Mr. Speaker, as usual when the member for Winnipeg North gets up to speak, many things are said, some more relevant to the subject matter than others. I want to address some of the member's more relevant comments, which, in my view, were the ones around proactive disclosure. I just note that even those are a bit of a non sequitur, because of course there is no law prohibiting the government from proactively disclosing any information that it wants. The point of laws on access to information is for citizens to be able to get information that the government does not want to release.

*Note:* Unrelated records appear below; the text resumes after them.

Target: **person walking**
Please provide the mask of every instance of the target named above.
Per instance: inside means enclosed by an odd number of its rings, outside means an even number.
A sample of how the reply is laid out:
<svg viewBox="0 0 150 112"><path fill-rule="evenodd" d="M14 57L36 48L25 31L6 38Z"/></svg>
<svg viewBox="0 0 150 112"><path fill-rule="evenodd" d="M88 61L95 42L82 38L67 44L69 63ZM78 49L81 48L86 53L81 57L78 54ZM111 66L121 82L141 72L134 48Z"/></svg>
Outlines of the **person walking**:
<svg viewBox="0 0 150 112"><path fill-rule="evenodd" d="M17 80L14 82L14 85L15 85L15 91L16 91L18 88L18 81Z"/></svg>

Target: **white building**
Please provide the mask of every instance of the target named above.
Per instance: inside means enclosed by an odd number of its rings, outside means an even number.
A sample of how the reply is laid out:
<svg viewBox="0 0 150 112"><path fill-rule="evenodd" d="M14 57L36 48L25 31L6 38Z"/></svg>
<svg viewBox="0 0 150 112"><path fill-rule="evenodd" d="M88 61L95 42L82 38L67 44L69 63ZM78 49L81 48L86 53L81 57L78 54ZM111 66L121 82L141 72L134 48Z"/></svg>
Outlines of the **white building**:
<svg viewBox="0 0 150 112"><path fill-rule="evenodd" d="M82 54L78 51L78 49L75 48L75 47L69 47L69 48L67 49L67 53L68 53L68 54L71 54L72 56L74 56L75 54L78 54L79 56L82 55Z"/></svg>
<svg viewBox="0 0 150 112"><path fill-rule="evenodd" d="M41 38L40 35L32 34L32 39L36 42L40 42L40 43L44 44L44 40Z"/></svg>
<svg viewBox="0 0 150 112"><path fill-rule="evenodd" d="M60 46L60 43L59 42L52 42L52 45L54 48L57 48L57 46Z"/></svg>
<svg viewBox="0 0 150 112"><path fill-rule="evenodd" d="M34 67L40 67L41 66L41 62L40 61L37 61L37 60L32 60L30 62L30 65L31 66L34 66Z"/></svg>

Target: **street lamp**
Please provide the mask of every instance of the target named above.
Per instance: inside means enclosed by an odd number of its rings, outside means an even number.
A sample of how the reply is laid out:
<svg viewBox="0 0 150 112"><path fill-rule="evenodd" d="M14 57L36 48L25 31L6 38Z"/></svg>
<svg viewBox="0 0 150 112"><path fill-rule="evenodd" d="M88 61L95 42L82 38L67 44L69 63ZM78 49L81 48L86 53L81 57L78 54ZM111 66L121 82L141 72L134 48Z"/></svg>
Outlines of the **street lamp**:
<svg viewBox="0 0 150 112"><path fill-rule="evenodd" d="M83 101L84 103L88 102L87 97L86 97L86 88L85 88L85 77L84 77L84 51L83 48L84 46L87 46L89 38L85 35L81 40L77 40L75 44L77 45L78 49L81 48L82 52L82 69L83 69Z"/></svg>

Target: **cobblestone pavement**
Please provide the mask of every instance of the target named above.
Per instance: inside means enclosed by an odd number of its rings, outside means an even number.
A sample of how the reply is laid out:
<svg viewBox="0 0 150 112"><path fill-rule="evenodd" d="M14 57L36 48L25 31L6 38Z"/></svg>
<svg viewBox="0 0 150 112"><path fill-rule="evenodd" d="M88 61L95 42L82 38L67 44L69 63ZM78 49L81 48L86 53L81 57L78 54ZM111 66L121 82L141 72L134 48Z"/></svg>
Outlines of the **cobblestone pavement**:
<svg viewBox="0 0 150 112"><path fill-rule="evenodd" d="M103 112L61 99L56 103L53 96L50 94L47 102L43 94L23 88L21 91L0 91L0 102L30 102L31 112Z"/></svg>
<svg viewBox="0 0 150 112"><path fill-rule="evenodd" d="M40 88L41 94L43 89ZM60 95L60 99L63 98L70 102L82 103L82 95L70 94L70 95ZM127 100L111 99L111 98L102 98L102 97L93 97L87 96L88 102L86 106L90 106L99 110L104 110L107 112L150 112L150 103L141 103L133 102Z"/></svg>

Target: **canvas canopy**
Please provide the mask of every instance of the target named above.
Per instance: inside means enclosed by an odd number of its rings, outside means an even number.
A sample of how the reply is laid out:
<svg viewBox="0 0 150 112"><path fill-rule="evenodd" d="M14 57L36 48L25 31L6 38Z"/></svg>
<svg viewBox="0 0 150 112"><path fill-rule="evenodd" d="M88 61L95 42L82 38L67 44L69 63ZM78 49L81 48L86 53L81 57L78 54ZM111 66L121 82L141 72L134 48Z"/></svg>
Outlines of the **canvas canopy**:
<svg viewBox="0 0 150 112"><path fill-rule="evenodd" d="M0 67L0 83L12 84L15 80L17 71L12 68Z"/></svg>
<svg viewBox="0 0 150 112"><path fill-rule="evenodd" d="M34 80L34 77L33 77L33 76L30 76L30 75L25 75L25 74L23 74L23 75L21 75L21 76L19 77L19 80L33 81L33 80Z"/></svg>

I was on the access to information, privacy and ethics committee when we did a comprehensive review of the access to information laws. We made a number of recommendations. It was a unanimous report by the committee, but the lion's share of those recommendations is not in here. It is, frankly, a little misleading of the government to be touting the benefits of the proactive disclosure provisions within this legislation. It is to distract people from the fact that on the real substance of the matter, when it comes to access to information so that citizens can get information the government does not want to share, there is actually very little in this legislation.
I invite the member to stop trying to make the debate about proactive disclosure and to address the recommendations of the committee. He mentioned one recommendation, order-making power, that is in the legislation. That is a good thing that the committee recommended. However, we also talked a lot in the committee proceedings about the need to get rid of exclusions from the access to information laws, because when certain types of information, such as cabinet confidences, are subject to exclusions rather than exemptions, it means that the Information Commissioner cannot review whether that information was rightly not passed on to citizens who would want it. An exemption would allow the Information Commissioner to confidentially review the material and then make a decision as to whether the government appropriately withheld that information.
It is great to have order-making power, but it does not go very far if there is a loophole like the exclusions loophole, which is going to remain. One can drive a truck through it—in this case, a truck full of government documents that the government can say has been made advice to a cabinet minister just by driving it by his or her apartment. That is a terrible loophole. The Liberals have not done anything to address it. It undermines granting the Information Commissioner order-making power. I wish we could talk about some of those concrete things that actually have to do with access to information, rather than proactive disclosure, which the government is able to do at any time it wants and which does not require legislative amendments to do it.